IN CASE OF INCEST OR RAPE: But that is unlikely to happen. Minister of Justice Mustafa Ramid is currently leading a thorough review of Morocco's criminal law. He recently stated that two things would not be legalised: the breaking of the fast in public during Ramadan, and sex outside marriage. By default, most abortions will remain illegal in the future.
Dr Chraibi thinks the new draft law will include rape, incest and foetal malformation as grounds for legal abortion, which are factors in about five to ten per cent of cases, he estimates. The health of the mother is in danger in another five to ten per cent of abortions.
“It means that even under the new law, at least 80 per cent of all abortions will be illegal. What will we do in those cases?” Chraibi asks.

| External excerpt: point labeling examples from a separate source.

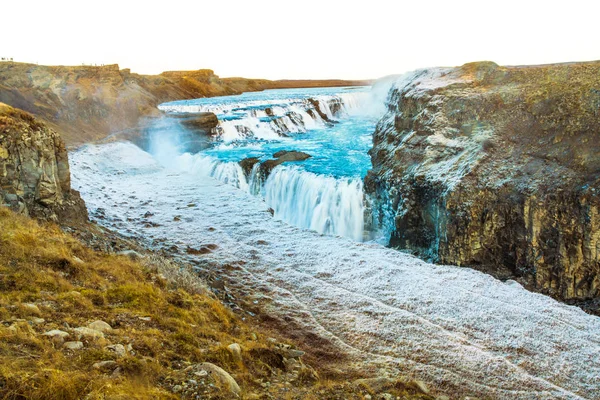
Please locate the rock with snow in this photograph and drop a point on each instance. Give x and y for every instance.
(100, 326)
(73, 345)
(89, 333)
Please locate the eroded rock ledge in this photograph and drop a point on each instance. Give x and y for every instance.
(496, 168)
(34, 170)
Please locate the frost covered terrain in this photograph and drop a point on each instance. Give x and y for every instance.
(454, 327)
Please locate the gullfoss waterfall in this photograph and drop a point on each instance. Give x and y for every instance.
(324, 192)
(462, 329)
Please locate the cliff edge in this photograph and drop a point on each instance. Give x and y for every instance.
(88, 103)
(34, 170)
(497, 168)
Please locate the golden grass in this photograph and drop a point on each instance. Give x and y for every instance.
(162, 311)
(72, 285)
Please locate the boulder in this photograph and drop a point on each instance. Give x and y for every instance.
(117, 349)
(73, 345)
(236, 351)
(89, 333)
(220, 376)
(496, 168)
(100, 326)
(34, 170)
(56, 335)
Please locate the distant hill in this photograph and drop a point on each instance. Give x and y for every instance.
(88, 103)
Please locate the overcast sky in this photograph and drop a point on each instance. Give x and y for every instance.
(298, 39)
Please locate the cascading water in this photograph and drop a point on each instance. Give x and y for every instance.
(322, 203)
(323, 193)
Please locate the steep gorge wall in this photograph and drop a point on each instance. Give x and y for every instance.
(496, 168)
(86, 103)
(34, 170)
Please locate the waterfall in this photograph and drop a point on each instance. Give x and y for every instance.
(328, 205)
(325, 204)
(227, 172)
(271, 119)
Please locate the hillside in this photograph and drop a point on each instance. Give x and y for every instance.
(86, 103)
(496, 168)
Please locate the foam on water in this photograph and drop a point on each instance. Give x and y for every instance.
(469, 332)
(323, 193)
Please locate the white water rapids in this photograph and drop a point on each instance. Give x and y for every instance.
(458, 329)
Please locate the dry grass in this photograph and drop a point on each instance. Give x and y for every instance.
(161, 311)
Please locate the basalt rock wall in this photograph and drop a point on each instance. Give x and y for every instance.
(497, 168)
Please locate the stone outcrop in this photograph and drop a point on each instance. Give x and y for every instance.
(87, 103)
(34, 170)
(267, 166)
(496, 168)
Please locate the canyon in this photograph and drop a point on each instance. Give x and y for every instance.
(496, 168)
(87, 103)
(481, 166)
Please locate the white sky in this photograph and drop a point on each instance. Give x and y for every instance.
(298, 39)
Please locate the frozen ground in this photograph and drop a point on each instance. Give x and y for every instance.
(455, 327)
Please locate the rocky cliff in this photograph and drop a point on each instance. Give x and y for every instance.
(34, 170)
(87, 103)
(497, 168)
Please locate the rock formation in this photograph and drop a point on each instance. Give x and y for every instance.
(34, 170)
(497, 168)
(86, 103)
(267, 166)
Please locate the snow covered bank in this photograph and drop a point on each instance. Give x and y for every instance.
(455, 327)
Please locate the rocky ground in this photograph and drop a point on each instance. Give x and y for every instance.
(496, 168)
(86, 313)
(350, 306)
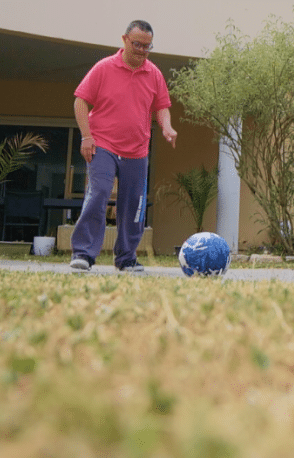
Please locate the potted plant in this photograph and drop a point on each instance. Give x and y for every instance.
(15, 152)
(193, 190)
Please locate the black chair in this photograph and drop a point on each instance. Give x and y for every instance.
(23, 210)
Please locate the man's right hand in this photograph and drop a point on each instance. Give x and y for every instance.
(88, 149)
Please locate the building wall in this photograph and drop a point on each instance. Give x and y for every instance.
(181, 27)
(33, 98)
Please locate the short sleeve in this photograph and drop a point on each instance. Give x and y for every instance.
(162, 98)
(88, 89)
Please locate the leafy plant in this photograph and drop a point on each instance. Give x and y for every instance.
(248, 86)
(15, 152)
(196, 189)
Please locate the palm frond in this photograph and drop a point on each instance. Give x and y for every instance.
(15, 152)
(196, 189)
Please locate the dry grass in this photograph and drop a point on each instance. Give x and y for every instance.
(130, 367)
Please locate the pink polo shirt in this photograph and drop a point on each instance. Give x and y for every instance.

That is partly why some human rights activists think that the current discussion is not the right one. It shouldn't be about the fight against illegal abortion, but about freedom of choice for women, says Ibtissame Lachgar of the Alternative Movement for Individual Freedoms (MALI), a small group of activists. She has been advocating individual freedom for years.
“Humans rights shouldn't be dependent on a region, colour of your skin or religion. They are universal. A woman's body is hers,” she said.
Lachgar said it's not a good “first step” to legalise abortion in cases of incest and rape. “If the new law is passed, should all women who want an abortion claim to have been raped? Nonsense.”
Abortion has become a business in Morocco, she said. Doctors can ask whatever price they want, sometimes up to 30,000 dirhams, because women have nowhere else to turn. This needs to end, Lachgar said.
“People who say women will have sex randomly just because abortion is legal have no idea what they are talking about,” Lachgar said. “No woman has an abortion for fun.”

The writer is a freelance correspondent based in Rabat, Morocco, since October 2013.